Im Ergebnis dürften viele Antideutsche daher eher dem rechten Spektrum zuzurechnen sein als die von ihnen Kritisierten. Die Modernität, mit der sie daherkommen, ist da kein Hindernis. Robert Kurz zutreffend: Die mörderische NS-Maschine wirkte demgegenüber [den damaligen konservativen Kräften] hypermodern und vorwärtstreibend.
Bei Antideutschen gibt es natürlich auch viele Schattierungen, Softies und Hardcore-Antideutsche. Aber es gibt, im Verhältnis zu ihrer Gesamtzahl, schon eine erstaunlich große Zahl von Blogs usw. mit wirklich Durchgeknallten ihrer Zunft.
Einer davon ist der "rote Salon". Da finden sich Perlen wie:
"Ich rate sehr dazu, Demokratie ernst zu nehmen. Es gibt kein einziges Großprojekt in Deutschland, das besser demokratisch legitimiert ist als die Neubaustrecke Ulm-Stuttgart und der Stuttgarter Tiefbahnhof."

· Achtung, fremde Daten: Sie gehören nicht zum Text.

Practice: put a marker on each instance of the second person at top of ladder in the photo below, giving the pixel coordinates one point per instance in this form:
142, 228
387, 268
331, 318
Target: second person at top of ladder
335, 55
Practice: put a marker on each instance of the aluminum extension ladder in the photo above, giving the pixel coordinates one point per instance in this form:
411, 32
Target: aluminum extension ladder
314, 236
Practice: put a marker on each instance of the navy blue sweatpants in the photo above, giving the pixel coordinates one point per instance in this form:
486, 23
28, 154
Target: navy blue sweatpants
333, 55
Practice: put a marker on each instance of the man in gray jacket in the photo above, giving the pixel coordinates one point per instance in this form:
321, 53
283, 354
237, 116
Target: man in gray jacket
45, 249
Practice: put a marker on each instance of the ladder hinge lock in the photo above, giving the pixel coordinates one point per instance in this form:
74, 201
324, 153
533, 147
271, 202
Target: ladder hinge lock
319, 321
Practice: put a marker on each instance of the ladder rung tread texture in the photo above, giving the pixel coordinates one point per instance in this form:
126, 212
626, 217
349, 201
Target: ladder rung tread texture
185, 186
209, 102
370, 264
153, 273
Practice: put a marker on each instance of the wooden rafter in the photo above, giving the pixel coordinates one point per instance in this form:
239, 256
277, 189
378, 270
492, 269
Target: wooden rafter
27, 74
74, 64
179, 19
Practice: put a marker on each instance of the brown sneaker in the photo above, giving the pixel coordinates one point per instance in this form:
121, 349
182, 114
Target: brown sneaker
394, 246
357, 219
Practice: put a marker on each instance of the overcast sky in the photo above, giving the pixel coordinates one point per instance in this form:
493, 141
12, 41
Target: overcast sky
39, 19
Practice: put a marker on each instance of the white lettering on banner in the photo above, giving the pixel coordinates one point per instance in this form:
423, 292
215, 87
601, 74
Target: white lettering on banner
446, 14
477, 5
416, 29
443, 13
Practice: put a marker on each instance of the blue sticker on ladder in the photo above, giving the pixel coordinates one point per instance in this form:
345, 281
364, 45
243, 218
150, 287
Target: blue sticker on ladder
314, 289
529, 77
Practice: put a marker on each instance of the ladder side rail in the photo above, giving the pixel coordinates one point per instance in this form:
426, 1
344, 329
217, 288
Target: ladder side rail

"Stuttgart 21 wird mit eindeutiger Mehrheit gebaut. Und das ist gut so. Die Menschen in Baden-Württemberg setzen auf die Bahn, auf deren Ausbau und auf die starke Anbindung vieler Regionen an die Schiene."
( https://exilblog.wordpress.com/2011/11/28/s21-und-die-freitags-community-alles-idioten/ )
Sicher beruhen solche Entgleisungen auf extremer Unkenntnis der Sache. Aber der Unwille, sich diese Kenntnisse anzueignen, geht auf die antideutsche Ideologie zurück, bei der das Bibelwort tatsächlich stimmt: An ihren Früchten sollt ihr sie erkennen.